Iranian Leaders ‘Clearly’ Got Senate Letter Message, Cotton Says

WASHINGTON (Bloomberg News/TNS) —
Sen. Tom Cotton (R-Ark.) arrives to pose for photographers in his office on Capitol Hill in Washington. (AP Photo/Carolyn Kaster)
Sen. Tom Cotton (R-Ark.) arrives to pose for photographers in his office on Capitol Hill in Washington. (AP Photo/Carolyn Kaster)

Iranian leaders “clearly have the message now” from a letter that 47 Senate Republicans wrote warning that a future U.S. Congress could reverse any nuclear deal, the chief author said Tuesday.

President Barack Obama views the Republican-led Congress as a “nuisance,” said freshman Sen. Tom Cotton, an Arkansas Republican, as he defended the letter following criticism from U.S. allies and lawmakers, including some fellow Republicans.

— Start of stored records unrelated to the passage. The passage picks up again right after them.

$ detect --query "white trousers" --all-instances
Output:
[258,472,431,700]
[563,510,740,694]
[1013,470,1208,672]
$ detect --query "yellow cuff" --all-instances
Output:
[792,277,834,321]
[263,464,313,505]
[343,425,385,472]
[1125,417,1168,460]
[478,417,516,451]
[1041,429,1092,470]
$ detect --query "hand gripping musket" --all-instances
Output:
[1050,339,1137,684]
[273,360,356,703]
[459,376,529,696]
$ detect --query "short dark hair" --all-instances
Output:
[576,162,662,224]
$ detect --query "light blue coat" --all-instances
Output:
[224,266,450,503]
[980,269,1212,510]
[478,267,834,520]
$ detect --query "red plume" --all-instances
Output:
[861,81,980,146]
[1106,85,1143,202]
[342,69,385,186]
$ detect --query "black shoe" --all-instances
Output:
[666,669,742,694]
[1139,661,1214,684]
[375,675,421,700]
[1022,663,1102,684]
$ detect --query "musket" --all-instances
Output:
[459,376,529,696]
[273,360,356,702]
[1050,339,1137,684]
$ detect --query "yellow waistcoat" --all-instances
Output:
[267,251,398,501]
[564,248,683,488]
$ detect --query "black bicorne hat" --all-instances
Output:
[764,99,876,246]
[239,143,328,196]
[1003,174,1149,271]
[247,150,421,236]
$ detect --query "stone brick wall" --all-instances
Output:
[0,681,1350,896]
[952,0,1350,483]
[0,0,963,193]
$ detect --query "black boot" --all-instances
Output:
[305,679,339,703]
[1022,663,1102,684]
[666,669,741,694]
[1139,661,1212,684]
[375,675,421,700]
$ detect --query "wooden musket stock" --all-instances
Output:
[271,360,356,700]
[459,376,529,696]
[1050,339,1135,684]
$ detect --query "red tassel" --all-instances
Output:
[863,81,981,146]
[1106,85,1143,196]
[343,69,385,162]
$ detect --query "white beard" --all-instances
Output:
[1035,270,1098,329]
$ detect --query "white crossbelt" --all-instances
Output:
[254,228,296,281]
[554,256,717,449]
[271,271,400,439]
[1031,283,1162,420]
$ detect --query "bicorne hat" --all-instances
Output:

“This president views Congress as an afterthought,” Cotton said at a breakfast with Bloomberg reporters and editors in Washington. “Iran’s leaders clearly have the message now, and I think it was important they got the message.”

Cotton said he “absolutely” stands by the decision to address the March 9 letter to Iran’s leaders. White House officials and Democratic lawmakers have accused Cotton and his colleagues who signed the letter of undermining the administration’s efforts to forge an agreement with Iran in the nuclear talks ahead of a March 24 deadline.

“That’s because they know the offer is indefensible,” Cotton, a member of the Senate Armed Services Committee and a former U.S. Army lieutenant, said of the Democratic criticism. He accused the administration of being unable to defend “the very bad deal that they’re about to make.”

At least two Republicans who signed the letter — John McCain of Arizona and Ron Johnson of Wisconsin — said last week that they would have approached the matter differently in retrospect.

Johnson said it may have been “a tactical error” to address the letter to Iranian leaders, rather than to Obama’s administration or the American people. McCain, a prominent Republican voice on foreign affairs and national security, said an impending snowstorm in Washington short-circuited more measured consideration of the letter.

The missive has escalated political rancor in Washington surrounding the Iran negotiations, complicating Foreign Relations Chairman Bob Corker’s efforts to cobble together enough Democratic votes for legislation to require congressional review of any Iran nuclear deal to overcome an Obama veto.

Republicans hold 54 seats in the Senate and 10 Democrats have said they’ll support Corker’s measure, though only after the end-of-the-month deadline passes for the current round of negotiations among the U.S., five other world powers and Iran. That’s three votes short of the number needed to override a veto.

Corker was one of seven Senate Republicans who didn’t sign the letter.

The Associated Press, citing a senior U.S. official, reported Monday that Iranian officials have twice in recent days confronted U.S. negotiators, led by Secretary of State John Kerry, over the letter.